La storia. Tutti i dati sulla detenzione carceraria raccontano una storia ben diversa da quanto enunciato dalla Legge fondamentale del nostro Stato: il tasso di affollamento delle prigioni è superiore al 113,2% e l’edilizia penitenziaria sembra proprio essere l’arma utilizzata a fini detentivi visto che lo spazio vitale pro capite è ben al di sotto dei 3 mq previsti. Si contrae lo spazio, si riduce la luce naturale, e di conseguenza si limita l’utilizzo di materiali confortevoli per confinare la libertà di ogni detenuto. Ecco, se l’architettura è stata una componente della strategia del controllo e della “punizione” è arrivato il momento di operare nella piena direzione del recupero e del reinserimento sociale.
La base. Le premesse scientifiche alla base della volontà di dare vita all’esperienza rieducativa hanno centrato l’attenzione sulle componenti fisiche e psicologiche legate all’ambiente. La convinzione che da una equilibrata gestione dello spazio sociale ne possano derivare benefici a livello salutistico ha mosso gran parte delle azioni del Laboratorio:
- un ambiente percepito disagevole comporta indirettamente il peggioramento del comportamento individuale e collettivo;
- l’affollamento contribuisce ad una sensazione di tensione e all’innalzamento della pressione sanguigna: la colorazione incide sia sulla pressione che sulla respirazione. Nello specifico l’utilizzo del blu, il viola e il verde comportano un effetto calmante;
- in ambito medico, i pazienti con stanze che hanno la vista su un paesaggio naturale hanno
una riabilitazione più veloce. La privazione di luce può sviluppare reazioni depressive.

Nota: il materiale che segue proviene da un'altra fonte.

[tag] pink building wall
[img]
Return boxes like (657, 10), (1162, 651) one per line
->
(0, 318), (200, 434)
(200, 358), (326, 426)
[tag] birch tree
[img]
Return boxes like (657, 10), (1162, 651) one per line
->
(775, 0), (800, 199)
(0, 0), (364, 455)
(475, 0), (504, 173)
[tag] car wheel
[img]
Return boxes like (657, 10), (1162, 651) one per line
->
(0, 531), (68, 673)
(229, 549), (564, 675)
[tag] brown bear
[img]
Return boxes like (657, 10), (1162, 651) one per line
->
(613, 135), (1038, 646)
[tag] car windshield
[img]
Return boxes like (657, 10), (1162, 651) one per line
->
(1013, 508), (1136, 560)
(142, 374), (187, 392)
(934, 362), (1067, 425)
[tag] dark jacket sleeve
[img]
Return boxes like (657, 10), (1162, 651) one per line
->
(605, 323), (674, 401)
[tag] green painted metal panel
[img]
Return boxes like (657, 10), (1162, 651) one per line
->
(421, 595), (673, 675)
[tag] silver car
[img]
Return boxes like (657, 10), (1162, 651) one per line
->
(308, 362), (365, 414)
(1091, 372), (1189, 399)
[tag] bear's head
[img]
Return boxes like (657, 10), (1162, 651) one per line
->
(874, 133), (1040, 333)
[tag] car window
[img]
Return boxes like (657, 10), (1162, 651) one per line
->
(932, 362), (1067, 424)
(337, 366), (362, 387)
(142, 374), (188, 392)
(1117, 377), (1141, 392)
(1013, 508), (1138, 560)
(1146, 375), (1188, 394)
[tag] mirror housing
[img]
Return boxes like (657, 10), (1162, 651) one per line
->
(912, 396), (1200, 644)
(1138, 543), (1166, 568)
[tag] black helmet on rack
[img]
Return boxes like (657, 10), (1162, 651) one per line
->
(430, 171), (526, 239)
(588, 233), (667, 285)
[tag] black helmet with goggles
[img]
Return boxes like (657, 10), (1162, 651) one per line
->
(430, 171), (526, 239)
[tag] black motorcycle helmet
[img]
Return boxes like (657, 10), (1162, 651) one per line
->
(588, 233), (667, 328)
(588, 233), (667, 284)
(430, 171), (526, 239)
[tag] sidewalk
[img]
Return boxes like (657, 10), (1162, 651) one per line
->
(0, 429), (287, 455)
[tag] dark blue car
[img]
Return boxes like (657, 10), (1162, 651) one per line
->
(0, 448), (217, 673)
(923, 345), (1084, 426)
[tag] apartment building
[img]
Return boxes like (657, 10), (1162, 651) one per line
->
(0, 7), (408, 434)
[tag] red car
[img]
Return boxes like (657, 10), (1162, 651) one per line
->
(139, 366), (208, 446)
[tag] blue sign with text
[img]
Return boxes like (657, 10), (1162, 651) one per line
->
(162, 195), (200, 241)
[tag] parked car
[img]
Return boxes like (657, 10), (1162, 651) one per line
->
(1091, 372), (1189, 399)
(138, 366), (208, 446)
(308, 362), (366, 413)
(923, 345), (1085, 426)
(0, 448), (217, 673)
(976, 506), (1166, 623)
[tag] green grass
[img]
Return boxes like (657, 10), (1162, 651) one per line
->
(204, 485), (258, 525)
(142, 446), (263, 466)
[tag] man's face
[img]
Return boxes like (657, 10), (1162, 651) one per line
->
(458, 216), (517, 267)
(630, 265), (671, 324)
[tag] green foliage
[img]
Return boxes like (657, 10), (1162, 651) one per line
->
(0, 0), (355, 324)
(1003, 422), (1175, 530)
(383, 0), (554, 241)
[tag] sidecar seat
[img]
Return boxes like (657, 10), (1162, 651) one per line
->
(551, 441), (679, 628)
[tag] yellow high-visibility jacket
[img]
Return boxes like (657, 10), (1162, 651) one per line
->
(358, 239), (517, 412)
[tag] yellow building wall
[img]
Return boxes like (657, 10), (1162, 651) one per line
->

Il progetto. L’area di intervento corrisponde ad un’ala del carcere di San Donato composta da un corridoio lungo circa 40m e largo 2,5m sul quale si affacciano diverse stanze. È già presente la sede della redazione del giornale Voci di Dentro, un’aula studio, una biblioteca ed una stanza filatelica. Grazie alla collaborazione fattiva dei detenuti sono state realizzate una sartoria ed una vasta area multidisciplinare, fulcro delle attività di formazione e informatizzazione di tutto il compendio. Si è così raggiunto l’obiettivo di ridefinire gli spazi dedicati al lavoro, alla creatività, alla formazione e soprattutto alla socialità dei detenuti. Ad ogni stanza è stato abbinato un colore, toni distensivi e che richiamassero la natura. E visto che in città i negozi e le botteghe si affacciano sulle strade richiamando ed attirando con vetrine espositive colorate abbiamo pensato di portare il colore fuori dalle stanze, direttamente sul corridoio trasformato in corso. Le fasce di colore si rincorrono sulle superfici disegnando un vortice dinamico e scandendo lo spazio come nella realtà esterna. In corrispondenza di ogni porta abbiamo poi pensato ad un arredo integrato utile all’attività effettivamente ospitata nella stanza. I materiali utilizzati provengono dal riciclo dei cantieri aquilani in cui l’sssociazione si trova ancora attualmente coinvolta, le attrezzature sono state condizionate dalle policy di sicurezza carceraria.
I risultati. In una società che, anche a causa di obiettivi problemi di logistica urbana, confina istituzioni del genere ai margini ambientali, il progetto La Città centra l’insperato l’obiettivo di far entrare la società nel carcere.